While the Lady Vikes earned a respectable 17-11 record on the season completed in February, they didn't attain their goal of a Region 19 title, last achieved two years ago. It was 2006 all over again, as they fell to Essex County Community College on Feb. 26 by a score of 82-77 in double-overtime.

Observed head coach Mike Tenaglia, who has finished his 17th season with the Vikings, "I am a bit disappointed to be knocked out again in the first round - to Essex at Essex." But, he said, his players never gave up. "We played well; we didn't quit. With a couple of breaks going our way, it would have been us going on." (Essex lost in the semi-final round to Harcum Jr. College; Harcum lost to Union in the Region 19 final; and Union lost to the Community College of Rhode Island in the Northeast District title game.)

Tenaglia notes that the game of women's basketball is changing. "The game is getting very up-tempo and much more physical," he said. "The players are taller, faster and stronger. That means that our players must get up to speed very quickly."

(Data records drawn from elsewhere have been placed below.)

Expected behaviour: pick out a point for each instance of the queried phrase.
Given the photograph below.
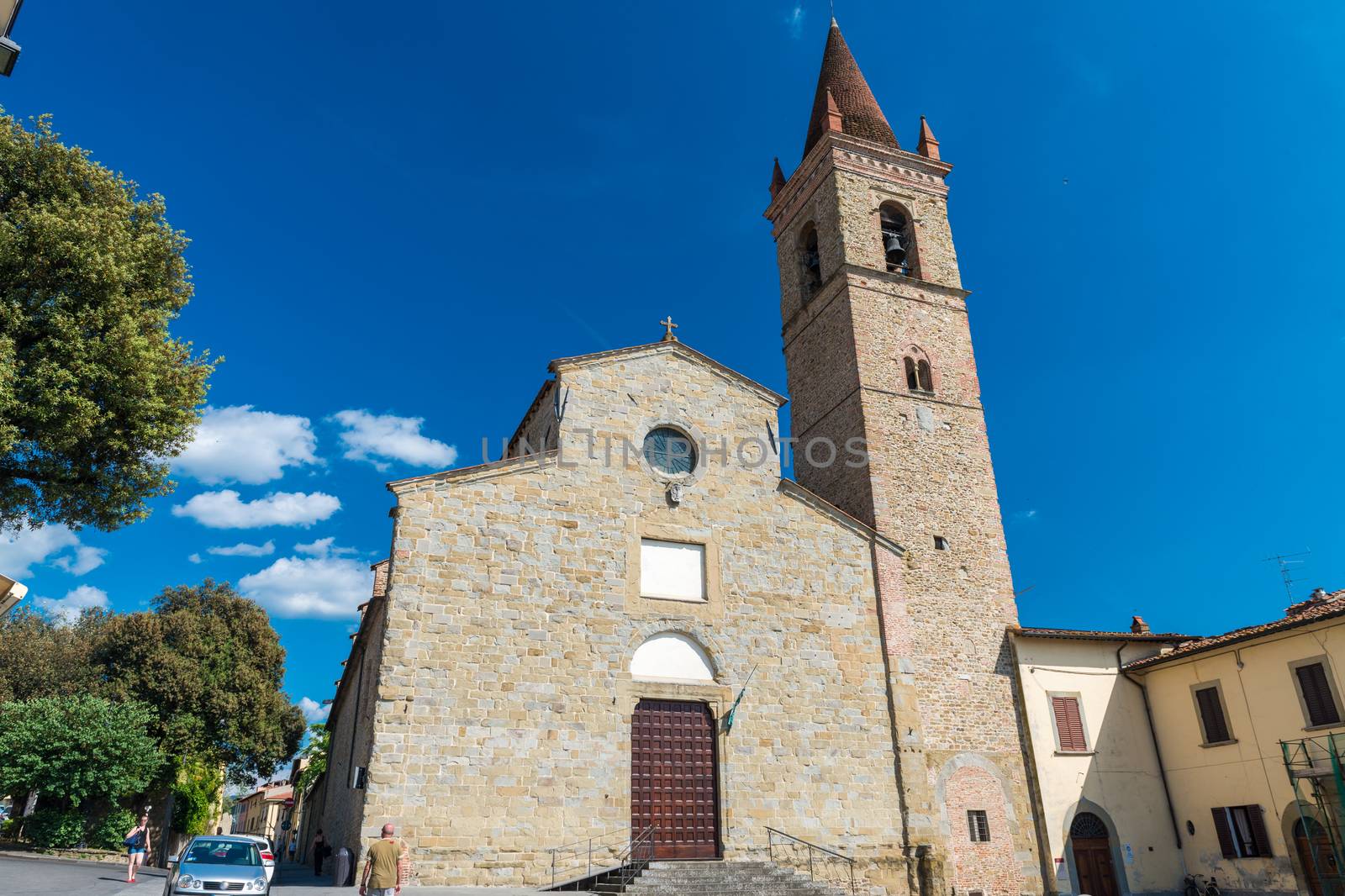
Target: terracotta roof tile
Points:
(860, 112)
(1302, 614)
(1078, 634)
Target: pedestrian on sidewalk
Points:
(382, 868)
(319, 851)
(138, 848)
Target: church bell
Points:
(894, 249)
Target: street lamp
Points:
(8, 49)
(11, 593)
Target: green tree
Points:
(94, 392)
(315, 751)
(212, 667)
(197, 793)
(77, 748)
(40, 658)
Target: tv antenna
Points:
(1286, 569)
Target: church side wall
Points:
(506, 704)
(343, 810)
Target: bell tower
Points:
(888, 425)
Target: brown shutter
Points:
(1212, 714)
(1259, 837)
(1317, 694)
(1069, 724)
(1221, 830)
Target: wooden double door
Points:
(674, 777)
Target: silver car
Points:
(219, 864)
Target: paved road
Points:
(49, 878)
(31, 876)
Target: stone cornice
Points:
(799, 493)
(504, 467)
(849, 275)
(844, 152)
(678, 349)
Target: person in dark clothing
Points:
(319, 851)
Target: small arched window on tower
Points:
(919, 374)
(810, 262)
(899, 244)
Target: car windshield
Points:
(222, 851)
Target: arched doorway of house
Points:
(1091, 844)
(1316, 857)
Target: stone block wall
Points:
(504, 703)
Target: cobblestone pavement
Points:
(24, 876)
(34, 876)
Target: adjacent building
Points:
(557, 640)
(1163, 755)
(262, 810)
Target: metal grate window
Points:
(978, 826)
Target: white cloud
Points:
(252, 447)
(24, 549)
(244, 549)
(314, 587)
(66, 609)
(224, 509)
(84, 560)
(381, 437)
(314, 712)
(323, 548)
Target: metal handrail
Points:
(599, 842)
(632, 864)
(770, 845)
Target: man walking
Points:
(382, 867)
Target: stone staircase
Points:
(719, 878)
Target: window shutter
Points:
(1317, 694)
(1069, 724)
(1212, 716)
(1224, 831)
(1259, 837)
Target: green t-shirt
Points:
(382, 858)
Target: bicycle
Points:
(1196, 888)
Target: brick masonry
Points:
(504, 700)
(930, 474)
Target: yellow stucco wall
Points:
(1116, 781)
(1263, 708)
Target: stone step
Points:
(717, 878)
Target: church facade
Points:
(557, 640)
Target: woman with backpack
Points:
(138, 848)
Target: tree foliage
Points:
(195, 795)
(94, 392)
(77, 748)
(212, 667)
(315, 751)
(40, 658)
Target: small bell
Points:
(896, 253)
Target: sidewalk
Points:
(293, 878)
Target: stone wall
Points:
(504, 701)
(342, 808)
(930, 475)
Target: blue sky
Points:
(400, 217)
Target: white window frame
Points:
(651, 589)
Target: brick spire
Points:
(842, 89)
(928, 147)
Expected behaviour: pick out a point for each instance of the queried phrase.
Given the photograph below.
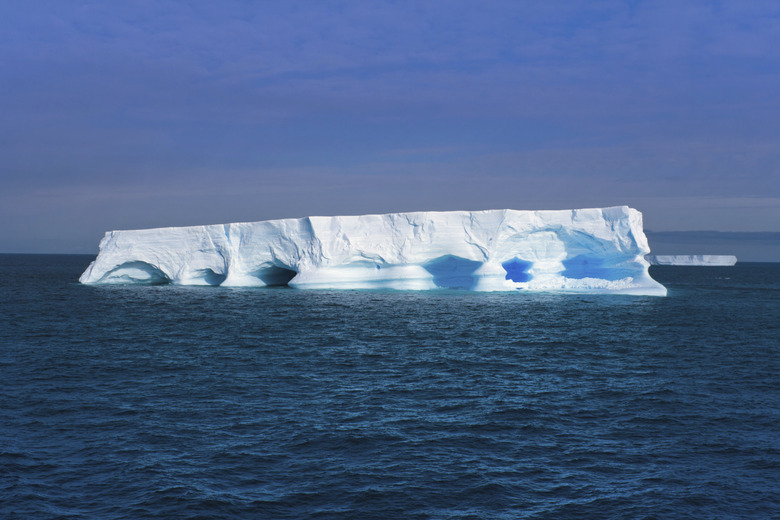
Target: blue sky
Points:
(121, 115)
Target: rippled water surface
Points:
(207, 402)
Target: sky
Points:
(123, 115)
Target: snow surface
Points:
(582, 250)
(711, 260)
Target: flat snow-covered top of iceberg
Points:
(582, 250)
(703, 260)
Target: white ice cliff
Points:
(705, 260)
(583, 250)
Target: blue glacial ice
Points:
(584, 250)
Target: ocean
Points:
(128, 402)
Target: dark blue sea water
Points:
(207, 402)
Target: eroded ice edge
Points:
(585, 250)
(703, 260)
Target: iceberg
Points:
(599, 250)
(707, 260)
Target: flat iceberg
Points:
(707, 260)
(599, 250)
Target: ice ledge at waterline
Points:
(583, 250)
(703, 260)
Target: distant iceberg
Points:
(582, 250)
(710, 260)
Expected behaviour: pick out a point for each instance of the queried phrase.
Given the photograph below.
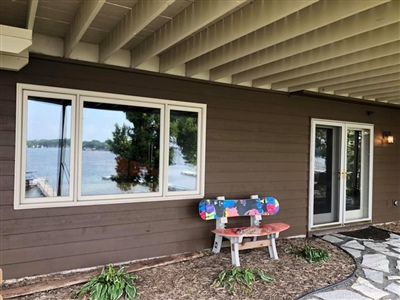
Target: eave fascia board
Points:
(14, 40)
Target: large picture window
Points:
(78, 147)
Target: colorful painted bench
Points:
(221, 209)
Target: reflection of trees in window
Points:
(183, 132)
(353, 163)
(137, 146)
(138, 149)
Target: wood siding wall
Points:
(257, 143)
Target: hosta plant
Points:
(240, 278)
(111, 285)
(311, 254)
(315, 255)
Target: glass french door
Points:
(340, 172)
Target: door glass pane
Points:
(358, 177)
(182, 169)
(48, 147)
(326, 183)
(120, 149)
(353, 169)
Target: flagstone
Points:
(376, 261)
(394, 236)
(376, 276)
(365, 287)
(332, 239)
(354, 245)
(394, 288)
(353, 252)
(341, 294)
(382, 248)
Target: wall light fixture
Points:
(388, 137)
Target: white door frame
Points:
(342, 184)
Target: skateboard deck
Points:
(212, 209)
(252, 230)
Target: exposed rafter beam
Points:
(324, 66)
(360, 89)
(387, 68)
(199, 14)
(389, 93)
(393, 88)
(32, 9)
(315, 16)
(360, 42)
(254, 16)
(84, 17)
(391, 99)
(143, 13)
(343, 87)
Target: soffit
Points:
(324, 46)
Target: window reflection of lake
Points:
(97, 167)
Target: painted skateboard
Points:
(212, 209)
(261, 230)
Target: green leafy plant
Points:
(317, 255)
(111, 285)
(241, 278)
(311, 254)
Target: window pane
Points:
(121, 149)
(48, 147)
(182, 170)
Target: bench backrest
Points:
(212, 209)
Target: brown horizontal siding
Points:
(96, 219)
(257, 143)
(101, 245)
(102, 232)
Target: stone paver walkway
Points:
(378, 270)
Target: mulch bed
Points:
(191, 279)
(294, 276)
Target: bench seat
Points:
(255, 208)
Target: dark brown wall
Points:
(257, 143)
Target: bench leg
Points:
(217, 243)
(235, 254)
(272, 249)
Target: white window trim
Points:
(78, 97)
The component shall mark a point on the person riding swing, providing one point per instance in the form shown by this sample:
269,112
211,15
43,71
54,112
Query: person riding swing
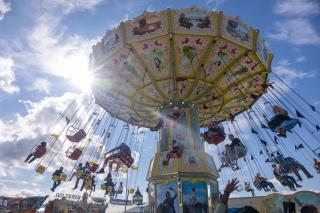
38,153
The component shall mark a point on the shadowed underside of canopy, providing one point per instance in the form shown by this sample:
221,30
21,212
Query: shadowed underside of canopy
190,55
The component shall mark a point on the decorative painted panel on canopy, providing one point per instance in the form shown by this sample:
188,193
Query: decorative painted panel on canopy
190,55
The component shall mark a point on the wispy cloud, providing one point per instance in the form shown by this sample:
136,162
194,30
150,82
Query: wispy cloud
290,74
297,7
7,76
68,6
215,4
297,28
5,7
297,31
41,85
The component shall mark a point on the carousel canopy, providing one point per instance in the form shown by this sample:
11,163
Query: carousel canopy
194,56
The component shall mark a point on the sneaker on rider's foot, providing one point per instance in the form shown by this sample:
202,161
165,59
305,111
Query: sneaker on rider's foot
292,189
101,171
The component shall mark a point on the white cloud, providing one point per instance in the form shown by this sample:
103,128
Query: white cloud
7,76
56,53
290,74
297,7
35,122
70,5
300,59
215,4
297,31
4,8
20,191
41,85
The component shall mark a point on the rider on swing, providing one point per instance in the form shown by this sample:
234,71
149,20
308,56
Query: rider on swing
264,183
316,165
281,122
283,178
176,150
38,153
248,188
122,148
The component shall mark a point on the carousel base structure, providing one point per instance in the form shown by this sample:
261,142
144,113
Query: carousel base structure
182,176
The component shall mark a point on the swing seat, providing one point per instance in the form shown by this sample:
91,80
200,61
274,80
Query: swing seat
241,151
78,173
134,167
40,169
120,190
88,185
103,186
282,121
94,166
38,153
215,139
109,188
63,177
56,178
76,136
126,159
75,153
176,153
215,135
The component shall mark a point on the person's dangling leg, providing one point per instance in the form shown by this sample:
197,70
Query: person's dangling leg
291,179
70,179
77,183
29,156
295,171
83,184
272,187
105,162
305,171
32,159
252,191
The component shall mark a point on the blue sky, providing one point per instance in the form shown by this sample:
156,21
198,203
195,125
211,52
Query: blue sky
44,49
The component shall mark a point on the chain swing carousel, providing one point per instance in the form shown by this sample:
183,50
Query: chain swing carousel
176,71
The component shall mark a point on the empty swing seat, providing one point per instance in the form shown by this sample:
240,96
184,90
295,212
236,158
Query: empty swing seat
126,159
94,166
215,135
75,154
77,136
38,153
241,151
282,121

Grounding the Vikings squad were sophomore forward Patti Foley and freshman center Charlene Phelps. Foley, who made history at Mercer when she was named a pre-season All-American, achieved another milestone when she scored the 1,000th point of her Mercer career in a game against Bergen Community College on January 27. Both women were named to the All-Region 19 team. Foley, also named a post-season All-American, is only the third Mercer woman to attain this goal. Foley will transfer and play basketball for Georgian Court College in the fall.

With only ten on the roster at the start of the season, Tenaglia asked for 100 percent from each and every Vikings player. Contributing to the team's success were guards Nicole Hover and Christine Calabrese, and forward Rosie Fedak. Sophomore Krystal Schnarr joined the squad this year, drawing on her natural athletic ability to make a solid contribution at guard. (Schnarr also played soccer and softball.) After losing two key defenders in the second half of the season, Tenaglia recruited two additional guards, Beth Perez and Jorunn Evju, who added much needed depth to the lineup.

With guard Krista Regan the only freshman likely to return to the line-up for next season, Tenaglia is scouting the talent in the region. He notes that Mercer sometimes loses out to community colleges that have on-campus housing and can draw from a bigger pool. "We truly are a local team, drawing mostly from Mercer County," he said.

Despite a year that placed them in the middle of the pack, Tenaglia predicts that the sophomores will leave Mercer with feelings of accomplishment. "They faced lots of adversity, and they learned to play through it," he said. "Life is not always fair. Sometimes you work harder than you would have liked and do more than your share, but these are life lessons." Tenaglia credits the college with providing his players excellent support - in their athletic and academic careers.